Kompetenzzentrum Motorentechnik der RWTH Aachen


  • 1. Preis


    Architekten
    LEPEL & LEPEL Architekt Innenarchitektin PartG mbB, Köln (DE) Büroprofil

    Verfasser
    Reinhard Lepel

    Mitarbeit
    Reinhard Lepel Architekt BDA Monika Lepel Innenarchitektin BDIA Dipl.-Ing. Andres Payk Dipl.-Ing. Jan Tenbücken Boris Felsecker, Architekt

    In Zusammenarbeit mit:
    Landschaftsarchitekten: FSWLA Landschaftsarchitektur GmbH, Düsseldorf (DE), Köln (DE)
    Bauingenieure: KEMPEN KRAUSE INGENIEURE GmbH, Aachen (DE), Berlin (DE), Ingolstadt (DE), Euskirchen (DE), Hamburg (DE), Köln (DE), Düsseldorf (DE)
    Bauingenieure: ZWP Ingenieur-AG, Köln (DE), München (DE), Stuttgart (DE), Wiesbaden (DE), Berlin (DE), Hamburg (DE), Bochum (DE), Dresden (DE), Köln (DE), Köln (DE)

    Erläuterungstext
    Erläuterungsbericht

    Der Ansatz
    Kompetenz leitet sich ab von lat. competentia, = Zusammentreffen.

    Beziehungen gestalten
    Im Kompetenzzentrum für Motorentechnik treffen zwei extrem unterschiedliche Nutzungsformen zusammen, sollen sich ergänzen und eine Einheit bilden. Die unterschiedlichen Nutzungen spiegeln sich in der extrem unterschiedlichen räumlichen und technischen Ausbildung der Gebäude wieder.

    Aussenbeziehung
    Der Bürobaukörper „z-house“ vermittelt zwischen beiden Erschließungsachsen. Die skulpturale Hülle des Verwaltungsgebäudes schiebt sich vor die bestehenden Institute, bildet mit dem Prüfstandsgebäude zur Straße hin eine städtebauliche Figur von hoher Prägnanz und damit die Adresse zur Forkenbeckstraße. Das Gebäude schafft einen öffentlichen Vorplatz und leitet zu den Eingängen des Institutes. Zur entgegen gesetzten Seite bildet das Gebäude einen rückwärtigen Betriebshof für die interne Anlieferung aus. Hier befindet sich die Zufahrt zum Rollenprüfstand und zu den PKW-Stellplätzen.
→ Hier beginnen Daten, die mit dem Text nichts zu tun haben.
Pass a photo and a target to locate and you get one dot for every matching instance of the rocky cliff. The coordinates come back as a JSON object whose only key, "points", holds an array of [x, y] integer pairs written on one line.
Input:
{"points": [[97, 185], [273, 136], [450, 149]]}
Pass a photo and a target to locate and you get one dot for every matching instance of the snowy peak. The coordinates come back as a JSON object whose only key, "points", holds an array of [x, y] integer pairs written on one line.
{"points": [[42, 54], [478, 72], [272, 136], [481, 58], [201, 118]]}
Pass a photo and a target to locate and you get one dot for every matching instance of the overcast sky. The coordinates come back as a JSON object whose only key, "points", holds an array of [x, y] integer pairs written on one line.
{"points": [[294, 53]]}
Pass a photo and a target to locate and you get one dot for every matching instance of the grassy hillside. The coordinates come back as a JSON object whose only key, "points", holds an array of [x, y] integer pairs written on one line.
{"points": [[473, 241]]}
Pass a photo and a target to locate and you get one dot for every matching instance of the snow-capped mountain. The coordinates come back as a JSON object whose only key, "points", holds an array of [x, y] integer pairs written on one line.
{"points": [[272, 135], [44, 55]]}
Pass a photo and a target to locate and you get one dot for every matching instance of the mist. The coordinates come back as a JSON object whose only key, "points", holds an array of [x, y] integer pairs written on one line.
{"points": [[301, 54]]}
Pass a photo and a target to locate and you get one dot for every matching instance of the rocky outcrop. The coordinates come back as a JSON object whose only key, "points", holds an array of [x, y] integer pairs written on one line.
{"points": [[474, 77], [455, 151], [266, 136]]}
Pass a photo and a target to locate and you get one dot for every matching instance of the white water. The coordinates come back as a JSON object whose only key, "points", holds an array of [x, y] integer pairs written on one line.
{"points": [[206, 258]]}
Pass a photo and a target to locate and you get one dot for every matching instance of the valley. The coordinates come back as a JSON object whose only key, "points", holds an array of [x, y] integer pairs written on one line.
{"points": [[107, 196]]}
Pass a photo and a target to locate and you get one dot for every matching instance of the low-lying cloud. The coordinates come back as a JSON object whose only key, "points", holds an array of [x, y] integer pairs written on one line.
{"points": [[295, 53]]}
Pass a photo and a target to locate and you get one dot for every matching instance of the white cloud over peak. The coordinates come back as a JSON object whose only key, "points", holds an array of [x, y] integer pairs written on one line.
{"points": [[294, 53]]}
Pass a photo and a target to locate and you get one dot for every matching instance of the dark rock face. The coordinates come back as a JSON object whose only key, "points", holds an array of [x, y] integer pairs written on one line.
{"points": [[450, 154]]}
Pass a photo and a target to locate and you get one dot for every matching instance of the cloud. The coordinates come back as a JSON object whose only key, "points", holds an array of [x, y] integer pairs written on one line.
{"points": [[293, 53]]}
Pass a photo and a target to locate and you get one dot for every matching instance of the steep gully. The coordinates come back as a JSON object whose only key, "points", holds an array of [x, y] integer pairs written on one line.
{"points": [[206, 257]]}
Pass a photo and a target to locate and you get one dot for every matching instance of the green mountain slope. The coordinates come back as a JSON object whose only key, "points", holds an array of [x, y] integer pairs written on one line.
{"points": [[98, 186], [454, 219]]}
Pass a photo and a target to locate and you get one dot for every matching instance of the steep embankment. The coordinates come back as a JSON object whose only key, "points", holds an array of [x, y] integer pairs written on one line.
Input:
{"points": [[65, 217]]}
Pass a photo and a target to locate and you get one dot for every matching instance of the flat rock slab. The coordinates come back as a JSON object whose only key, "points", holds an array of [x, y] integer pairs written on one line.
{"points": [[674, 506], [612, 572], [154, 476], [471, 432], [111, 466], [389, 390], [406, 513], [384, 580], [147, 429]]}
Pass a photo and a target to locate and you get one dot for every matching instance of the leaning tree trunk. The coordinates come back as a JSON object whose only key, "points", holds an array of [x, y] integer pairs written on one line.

    Beziehung zwischen den Baukörpern
    Die unterschiedlichen Nutzungsanforderungen des Zentrums werden jeweils optimal räumlich umgesetzt. Das „Zusammentreffen“ von Theorie und Praxis wird räumlich und gestalterisch erfahrbar in Beziehung gesetzt.

    Räume für Theorie, Lehre und Verwaltung sind Denkräume, Kommunikationsräume und Konzentrationsräume - Innovation braucht Kommunikation. Sie werden gestaltet durch einen lang gestreckten 4-geschossigen, gläsernen, extrovertierten und geschwungenen Baukörper, der ein Maximum an innenräumlicher Flexibilität besitzt. Eine weit gespannte Tragkonstruktion lässt unterschiedlichste Raumaufteilungen (open space, Zweispänner, combi office) zu. Ziel ist es, Kommunikation und Austausch unter den Mitarbeitern zu optimieren. Gleichmäßige, abgerundete Gebäudekanten, weiß abgesetzte Geschoßdecken und horizontal umlaufende Fassaden unterstreichen die universelle Nutzbarkeit der Innenräume. Ein textiler Sonnenschutz fährt bei Bedarf flächig vor die Verglasung und minimiert den Wärmeeintrag bei gleichzeitiger Transparenz.

    Der Baukörper des Motorenprüfstandes ist ein introvertierter, lang gestreckter, geschlossener Hallenkorpus. Starr und massiv, strukturiert und organisiert durch die räumlichen und technischen Bedingungen der Prüfstände. Aussen dunkel eingefärbte Sichtbetonwände, schmale Fensterbänder - Lüftungsschlitze unterstreichen den Charakter. Die natürliche Belichtung der hellen Halle erfolgt über großzügige Lichtbänder im Dach. Hierüber erfolgt auch die Entrauchung und Entlüftung. Das Gebäude ist von außen nicht einsehbar.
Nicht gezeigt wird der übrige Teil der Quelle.